T-Mobile US (TMUS) is an American wireless network operator. It provides mobile communication services, reaching customers through the namesake brand as well as through its Metro by T-Mobile subsidiary. (See Insiders’ Hot Stocks on TipRanks)
With this in mind, we used TipRanks to take a look at the newly added risk factor for T-Mobile.
Q3 Financial Results
T-Mobile reported revenue of $19.6 billion for Q3 2021, against $19.3 billion in the same quarter last year but fell short of the consensus estimate of $20.14 billion. It posted EPS of $0.55, compared to $1.00 in the same quarter last year but beating the consensus estimate of $0.52.
T-Mobile gained 1.3 million subscribers in Q3, bringing its total customer count to 106.9 million. It expects to add as many 5.3 million customers in 2021. (See T-Mobile stock charts on TipRanks)
T-Mobile carries 32 risk factors, according to the new TipRanks Risk Factors tool. The company recently updated its risk profile with one new risk factor.

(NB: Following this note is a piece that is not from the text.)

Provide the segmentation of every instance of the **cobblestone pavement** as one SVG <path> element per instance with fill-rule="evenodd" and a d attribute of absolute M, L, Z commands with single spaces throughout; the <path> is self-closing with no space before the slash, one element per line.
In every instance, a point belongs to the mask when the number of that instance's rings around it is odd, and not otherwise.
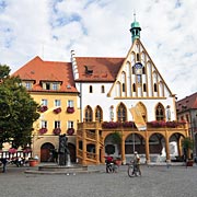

In the new risk factor, which is in the category of Finance and Corporate, T-Mobile tells investors that it has designated a specific court in Delaware as the specific forum for settling certain disputes against the company or its executives and directors. It says that the choice of a preferred court for resolving disputes may discourage lawsuits against the company. But T-Mobile goes on to caution that if it were forced to settle disputes outside its preferred court, its costs of litigation could increase and adversely affect its business and financial position.
Most of T-Mobile’ risk factors fall under the Finance and Corporate category, with 47% of the total risks. That matches the sector average. T-Mobile’s stock has declined about 10% since the beginning of 2021.
Following T-Mobile’s Q3 earnings report, Raymond James analyst Ric Prentiss reiterated a Buy rating on T-Mobile stock and raised the price target to $158 from $151. Prentiss’ raised price target suggests 29.57% upside potential.
The analyst believes that T-Mobile has a head start in 5G, and that will fuel customer and revenue growth despite the challenges of migrating Sprint subscribers to its network. Furthermore, the analyst noted that when the Sprint subscriber migration is complete, there will be synergies to boost margins, free cash flow, and shareholder returns. For the shareholder returns, Prentiss highlighted T-Mobile’s $60 billion share repurchase plan from 2023 – 2025.
Overall, consensus among analysts is a Strong Buy based on 13 Buys, 2 Holds, and 1 Sell. The average T-Mobile price target of $164.67 implies 35.04% upside potential to current levels.